I currently work in the Data Decisions Group Dallas office. Luckily for commutes my house is only 2 blocks from the building-due south. I can actually see my neighborhood from my 6th floor office window. I drive to work as opposed to walking but that is a different story about human motivation and behavior.
I was coming home from Sunday lunch when the storm hit. High wind, hail with dense rain that obliterated your windshield view of the road. Tree limbs were flying; the streets started flooding. I repeatedly stopped and switched lanes to safely arrive home. I thank Land Rover for building SUVs that like water almost as much as a Labrador.
Even though it was storming I was stunned to find parts of my roof were missing, exterior light bulbs were broken, the pool was full of debris. My house had lost access to power, to phone, to internet, to cable TV.
Sunday night, Monday night, Tuesday night, Wednesday night, Thursday night passed. And the digital pathways to my house remained blocked. Repeatedly I asked for updated status. The service firms were so overwhelmed that their automated messages simply stated your service is out. And we have no additional information to offer.
At first, the shock of it all simply blocked logical thought about “how do I stop my mail service” as I am leaving town for 2 weeks. But as the days passed and more and more normal daily actions were not possible from the comfort of my house I became more and more frantic.
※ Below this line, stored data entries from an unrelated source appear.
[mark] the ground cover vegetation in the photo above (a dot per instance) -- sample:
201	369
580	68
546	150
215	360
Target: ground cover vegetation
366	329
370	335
I need my email, I need my ecommerce, I need my online banking, my Ipad and Kindle need their Wi-Fi. I need to buy a book to read to replace TV programming but my devices will not connect.
On that fateful Friday morning, today, when all of my services returned the world flowed back into as a torrent of information. Emails, news broadcast, devices vibrating that the next message had arrived.
I was lucky. The storm caused massive destruction and death. And it halted commerce in an absolute manner—neither websites or retail stores could operate without power, the phone system, the internet.
The events were a strong reminder that our economy is fragile. And that actual humans are more important than any digital device. My neighbors poured into the streets to help each other. Individuals who I do not know came to my door to ask—are you OK?
DDG operates in the digital world—AWS machine learning analytics, real time MDBs with campaign management platforms that drive millions of personalized messages. It is easy to forget that despite all of our plans Mother Nature can alter our day.
Final note on the Day my Digital Connection died: due to the design of our IT networks and processing centers DDG did not suffer a loss of digital connection. Our clients did lose the ability to talk with their normal representative in Dallas as the city had suffered true system failures. But all servers and processes continue to operate as we plan for these events, we test for these events. We simply hope they never occur.